Récemment, l’acte 1 de l’intervention de la filière Vins a pris la forme d’une pression sur le gouvernement en décembre 2017. Lors des États généraux de l’alimentation, la filière a refusé de remettre son plan et a souhaité que l’alcool et le vin ne soient que de la compétence du ministère de l’Agriculture et non plus du ministère de la Santé. Une demande de clarification a été déposée sur la place du vin par crainte qu’elle ne « soit remise en cause » par des objectifs de santé publique. De plus, il a été indiqué que l’alcool pouvait provoquer des cancers dès le premier verre mais que ce facteur ne devait pas être pris en compte seul car le vin protège aussi d’autres maladies.

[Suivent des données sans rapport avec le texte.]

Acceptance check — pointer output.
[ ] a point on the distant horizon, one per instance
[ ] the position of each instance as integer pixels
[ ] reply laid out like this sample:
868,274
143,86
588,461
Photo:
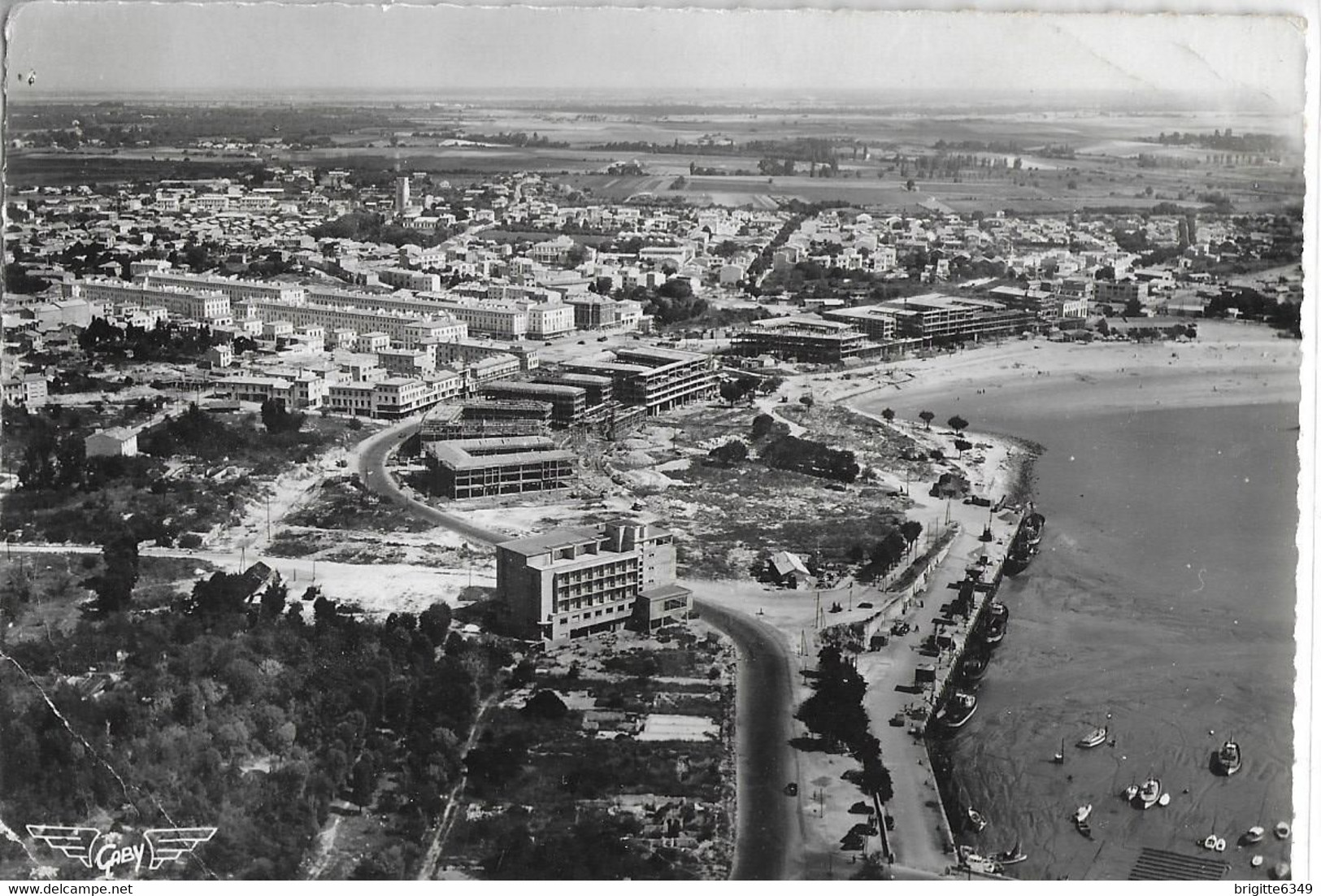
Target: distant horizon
593,56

L’acte 2 a pris la forme d’une information aux consommateurs sur les effets positifs d’une consommation mesurée, d’une communication sur la création d’e-étiquettes pour les informations énergétiques. Il serait donc nécessaire de se connecter sur internet pour connaître la composition de la bouteille d’alcool. De plus, la filière a souhaité participer à une politique de prévention sur les conduites à risque et abusives, et contribuer à la lutte contre le syndrome d’alcoolisation fœtale. Évidemment, ces points font consensus. La filière est intervenue également sur la consommation responsable (fêtes vinicoles responsables et formation des futurs professionnels du vin).
La prévention vue par la filière Vins est axée sur les populations à risque, alors que le chiffre d’affaires est réalisé grâce aux consommateurs moyens. Elle est axée sur l’alcoolisme, ce qui revient à dire que le produit n’est pas responsable de la situation. Elle vise aussi à défendre la liberté de consommer mais à refuser que le consommateur soit informé des risques. Cette prévention ne porte que sur l’abus et la dépendance.
La filière s’engage dans la formation des professionnels du vin, pour une consommation responsable. Dans les brochures, aucun chiffre n’est fourni sur le nombre de personnes impactées par la consommation de vin ou sur les coûts de la consommation. Il s’agit d’une pédagogie marquetée et orientée.
Il convient de maintenir une prévention se fondant sur des données scientifiques, qui tienne compte des idées reçues, qui soit indépendante des intérêts économiques et politiques. Il convient d’appliquer le principe de précaution, qui doit appuyer la notion de dé-normalisation figurant dans la stratégie nationale de santé.